A MORTE DO GEMADA

      Ah! descuidos! descuidos!... Quanta desgraça, quanta perda, quanta tristeza êles causam ... e a gente não se emenda, sempre a cair nêles! ...
     Por um descuido tive já um grande desgôsto. Foi assim:
     Andávamos numa caçada de tatus.
     Havia muito.
     Para não perder tempo a cavar o buraco até tirar o tatu, e enquanto cuida-se de um, outros escapam-se, eu usava assinalar as tocas: a primeira , a segunda, etc. e assim por diante as que encontrava ocupadas, de forma que num momento garantia seis, oito, dez tatus.
     Para assinalar o processo é simplíssimo: achado o tatu, cava-se um pouco, até descobrir-lhe a cauda, e então, com uma embira ou cipó, amarra-se na dita cauda uma estaca, formando cruz. E pronto. Larga-se. O tatu procura logo cavar pra diante, é claro, mas não avança, que a cruz do rabo, ficando atravessada na bôca da toca, não deixa.
    Percebem?
    Experimentem: não nega fogo!
    Pois um dia, não tendo à mão uma estaca, e para não perder tempo, amarrei pelo rabo um enorme tatu ao cabresto do meu estimado baio, o Gemada.
    O tal senhor tatu foi cavando ... cavando ... entrando terra adentro : o cavalo, muito dócil, sentindo-se puxado, cedento e foi indo ...
    E o tatu foi penetrando ... e o cavalo foi cedento.
    A bôca da toca era grande; o Gemada, muito manso, meteu o focinho, a cabeça , lá dentro; o tatu puxou mais e o cavalo cedeu, ainda. Quando não pôde ceder mais, e justamente por isso, o tatu fêz ainda maior finca-pé. Quem é caçador sabe que fôrça tem no rabo o tatu ...
    Travou-se por certo luta renhida: o cavalo puxando para fora e o tatu para dentro.
    Quando voltei ao lugar encontrei o meu Gemada sufocado, asfixiado, morto, com a cabeça como uma rôlha metida no gargalo da toca! ... E ainda perdi o cabresto, que tive de cortar.
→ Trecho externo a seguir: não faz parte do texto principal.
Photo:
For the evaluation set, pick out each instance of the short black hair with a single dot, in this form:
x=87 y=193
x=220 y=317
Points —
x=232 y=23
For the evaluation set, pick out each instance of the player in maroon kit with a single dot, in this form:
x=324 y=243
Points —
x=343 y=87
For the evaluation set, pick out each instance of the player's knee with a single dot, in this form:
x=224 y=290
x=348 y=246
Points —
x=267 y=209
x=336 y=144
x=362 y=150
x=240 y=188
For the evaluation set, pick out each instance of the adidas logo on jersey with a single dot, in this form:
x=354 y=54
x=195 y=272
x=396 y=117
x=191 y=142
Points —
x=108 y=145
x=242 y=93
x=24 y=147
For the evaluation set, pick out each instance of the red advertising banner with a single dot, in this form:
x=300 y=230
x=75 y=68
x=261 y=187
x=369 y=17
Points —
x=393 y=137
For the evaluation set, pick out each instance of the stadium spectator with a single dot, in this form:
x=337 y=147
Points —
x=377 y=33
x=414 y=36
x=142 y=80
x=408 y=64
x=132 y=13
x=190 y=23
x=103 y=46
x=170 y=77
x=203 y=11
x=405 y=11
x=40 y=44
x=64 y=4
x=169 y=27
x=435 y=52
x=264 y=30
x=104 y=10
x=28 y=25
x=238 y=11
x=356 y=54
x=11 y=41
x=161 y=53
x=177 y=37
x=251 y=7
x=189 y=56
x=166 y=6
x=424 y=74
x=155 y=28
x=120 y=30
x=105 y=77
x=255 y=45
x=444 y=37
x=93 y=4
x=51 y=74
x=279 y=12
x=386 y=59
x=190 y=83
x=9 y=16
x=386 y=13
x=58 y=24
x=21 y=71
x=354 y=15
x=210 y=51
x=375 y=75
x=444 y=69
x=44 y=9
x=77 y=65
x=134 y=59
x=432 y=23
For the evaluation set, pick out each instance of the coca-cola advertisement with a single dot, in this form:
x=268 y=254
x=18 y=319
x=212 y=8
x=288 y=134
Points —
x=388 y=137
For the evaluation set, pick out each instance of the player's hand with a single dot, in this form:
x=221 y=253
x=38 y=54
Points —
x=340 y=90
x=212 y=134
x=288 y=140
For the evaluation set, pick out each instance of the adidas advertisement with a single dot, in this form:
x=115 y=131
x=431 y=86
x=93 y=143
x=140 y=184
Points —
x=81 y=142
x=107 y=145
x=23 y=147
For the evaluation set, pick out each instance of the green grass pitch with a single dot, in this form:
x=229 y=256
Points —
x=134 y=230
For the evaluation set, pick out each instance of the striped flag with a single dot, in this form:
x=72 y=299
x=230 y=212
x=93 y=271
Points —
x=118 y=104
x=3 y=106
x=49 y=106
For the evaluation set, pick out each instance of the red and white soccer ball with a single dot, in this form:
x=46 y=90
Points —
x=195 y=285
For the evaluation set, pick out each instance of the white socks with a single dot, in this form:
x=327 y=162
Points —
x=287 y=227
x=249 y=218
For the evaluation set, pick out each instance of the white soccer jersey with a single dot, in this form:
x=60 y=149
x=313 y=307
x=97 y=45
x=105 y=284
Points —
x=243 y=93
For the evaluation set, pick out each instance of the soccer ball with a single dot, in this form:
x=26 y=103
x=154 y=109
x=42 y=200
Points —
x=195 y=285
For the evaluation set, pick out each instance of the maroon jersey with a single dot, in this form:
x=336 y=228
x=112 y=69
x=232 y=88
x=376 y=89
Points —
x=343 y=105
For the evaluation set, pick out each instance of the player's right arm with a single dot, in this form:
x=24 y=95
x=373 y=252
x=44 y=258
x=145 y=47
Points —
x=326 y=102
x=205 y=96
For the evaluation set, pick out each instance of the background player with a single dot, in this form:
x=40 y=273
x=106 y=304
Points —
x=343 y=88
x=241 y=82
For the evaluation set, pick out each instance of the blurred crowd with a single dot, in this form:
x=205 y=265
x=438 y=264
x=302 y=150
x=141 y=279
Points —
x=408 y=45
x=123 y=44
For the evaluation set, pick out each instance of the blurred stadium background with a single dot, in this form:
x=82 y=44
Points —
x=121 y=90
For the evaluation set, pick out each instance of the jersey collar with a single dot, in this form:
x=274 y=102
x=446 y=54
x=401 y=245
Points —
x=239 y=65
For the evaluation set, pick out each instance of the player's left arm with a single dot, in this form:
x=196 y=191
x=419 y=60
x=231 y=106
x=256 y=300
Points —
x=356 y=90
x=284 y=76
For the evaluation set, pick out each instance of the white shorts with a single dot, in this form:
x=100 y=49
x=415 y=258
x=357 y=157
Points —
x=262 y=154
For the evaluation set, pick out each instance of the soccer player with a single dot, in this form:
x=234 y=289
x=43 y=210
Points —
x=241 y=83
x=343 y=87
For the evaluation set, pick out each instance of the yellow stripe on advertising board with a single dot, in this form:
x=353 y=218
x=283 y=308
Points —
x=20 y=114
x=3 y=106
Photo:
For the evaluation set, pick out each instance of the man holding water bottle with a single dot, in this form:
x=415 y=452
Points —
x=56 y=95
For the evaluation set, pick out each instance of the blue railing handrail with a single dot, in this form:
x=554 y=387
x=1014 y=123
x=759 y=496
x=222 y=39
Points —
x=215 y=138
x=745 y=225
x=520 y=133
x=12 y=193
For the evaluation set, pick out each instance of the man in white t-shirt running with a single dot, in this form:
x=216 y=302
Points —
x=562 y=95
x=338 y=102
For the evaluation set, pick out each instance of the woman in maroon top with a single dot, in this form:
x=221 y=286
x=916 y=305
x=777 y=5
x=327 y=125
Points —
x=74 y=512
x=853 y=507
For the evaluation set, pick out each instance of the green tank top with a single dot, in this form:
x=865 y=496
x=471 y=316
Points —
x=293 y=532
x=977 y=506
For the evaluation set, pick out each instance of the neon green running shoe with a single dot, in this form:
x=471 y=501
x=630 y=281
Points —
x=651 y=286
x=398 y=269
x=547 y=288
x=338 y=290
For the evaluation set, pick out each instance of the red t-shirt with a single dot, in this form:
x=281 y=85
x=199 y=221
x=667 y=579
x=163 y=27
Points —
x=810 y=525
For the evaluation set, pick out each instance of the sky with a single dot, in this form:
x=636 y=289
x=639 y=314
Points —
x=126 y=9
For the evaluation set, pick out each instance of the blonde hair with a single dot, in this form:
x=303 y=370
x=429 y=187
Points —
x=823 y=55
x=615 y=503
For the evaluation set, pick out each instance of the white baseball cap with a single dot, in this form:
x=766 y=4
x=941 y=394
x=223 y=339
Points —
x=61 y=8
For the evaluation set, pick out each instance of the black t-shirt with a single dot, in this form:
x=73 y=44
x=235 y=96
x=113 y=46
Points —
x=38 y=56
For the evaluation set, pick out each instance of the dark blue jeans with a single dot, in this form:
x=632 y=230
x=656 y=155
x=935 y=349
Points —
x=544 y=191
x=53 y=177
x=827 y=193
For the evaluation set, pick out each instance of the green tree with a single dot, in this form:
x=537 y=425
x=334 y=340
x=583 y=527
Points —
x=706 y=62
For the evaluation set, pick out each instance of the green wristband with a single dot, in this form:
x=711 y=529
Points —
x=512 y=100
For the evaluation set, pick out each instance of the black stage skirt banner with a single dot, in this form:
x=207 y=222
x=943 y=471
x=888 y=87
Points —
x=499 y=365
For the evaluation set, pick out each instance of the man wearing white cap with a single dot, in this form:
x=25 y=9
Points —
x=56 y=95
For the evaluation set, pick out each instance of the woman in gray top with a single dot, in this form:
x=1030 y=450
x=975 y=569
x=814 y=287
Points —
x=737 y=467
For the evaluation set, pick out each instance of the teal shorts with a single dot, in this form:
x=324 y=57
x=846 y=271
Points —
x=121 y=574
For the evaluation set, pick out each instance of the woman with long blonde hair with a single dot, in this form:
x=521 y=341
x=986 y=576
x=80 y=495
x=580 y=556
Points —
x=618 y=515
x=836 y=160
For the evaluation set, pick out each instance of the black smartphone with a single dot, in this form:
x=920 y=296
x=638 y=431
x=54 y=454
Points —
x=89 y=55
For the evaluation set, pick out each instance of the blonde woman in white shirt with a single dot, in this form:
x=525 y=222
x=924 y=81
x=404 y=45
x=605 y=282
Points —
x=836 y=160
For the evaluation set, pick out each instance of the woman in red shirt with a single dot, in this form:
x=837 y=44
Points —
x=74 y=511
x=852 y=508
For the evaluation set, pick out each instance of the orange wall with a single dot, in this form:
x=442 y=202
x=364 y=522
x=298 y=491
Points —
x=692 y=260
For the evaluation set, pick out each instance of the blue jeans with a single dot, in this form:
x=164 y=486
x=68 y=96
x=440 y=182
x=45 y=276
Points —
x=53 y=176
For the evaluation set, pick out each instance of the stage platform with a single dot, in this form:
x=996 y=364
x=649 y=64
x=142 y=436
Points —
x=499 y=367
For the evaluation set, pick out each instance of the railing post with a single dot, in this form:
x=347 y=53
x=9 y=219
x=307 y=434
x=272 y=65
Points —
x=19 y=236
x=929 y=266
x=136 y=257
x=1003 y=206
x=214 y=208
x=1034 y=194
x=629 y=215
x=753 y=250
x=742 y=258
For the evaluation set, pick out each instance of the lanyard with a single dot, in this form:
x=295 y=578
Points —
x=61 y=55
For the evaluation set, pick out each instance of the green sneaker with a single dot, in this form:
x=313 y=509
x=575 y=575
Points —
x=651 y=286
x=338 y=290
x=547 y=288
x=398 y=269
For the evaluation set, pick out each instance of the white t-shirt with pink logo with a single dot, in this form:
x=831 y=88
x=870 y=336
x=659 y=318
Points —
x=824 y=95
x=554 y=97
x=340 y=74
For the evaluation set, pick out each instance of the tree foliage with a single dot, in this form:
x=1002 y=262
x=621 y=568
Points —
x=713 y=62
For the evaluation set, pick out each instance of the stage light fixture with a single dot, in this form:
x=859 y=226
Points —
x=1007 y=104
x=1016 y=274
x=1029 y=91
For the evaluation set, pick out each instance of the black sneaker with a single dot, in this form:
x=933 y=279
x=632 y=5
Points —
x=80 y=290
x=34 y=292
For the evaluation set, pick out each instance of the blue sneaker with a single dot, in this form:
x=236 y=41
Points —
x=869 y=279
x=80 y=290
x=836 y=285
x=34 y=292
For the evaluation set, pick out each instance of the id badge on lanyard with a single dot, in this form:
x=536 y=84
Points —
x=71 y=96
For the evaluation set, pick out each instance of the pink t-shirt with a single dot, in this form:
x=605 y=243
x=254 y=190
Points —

    Quase um ano depois, vim a pegar aquêle mesmíssimo tatu, que conheci porque ainda trazia de arrasto o dito cabresto ...
apenas com as argolas mui gastas de roçarem pelo chão.
     Uma cousa de admirar foi o bem atado que ficou; verdade que fiz -- como de costume -- um nó de soga, a preceito, legítimo nó de Romualdo !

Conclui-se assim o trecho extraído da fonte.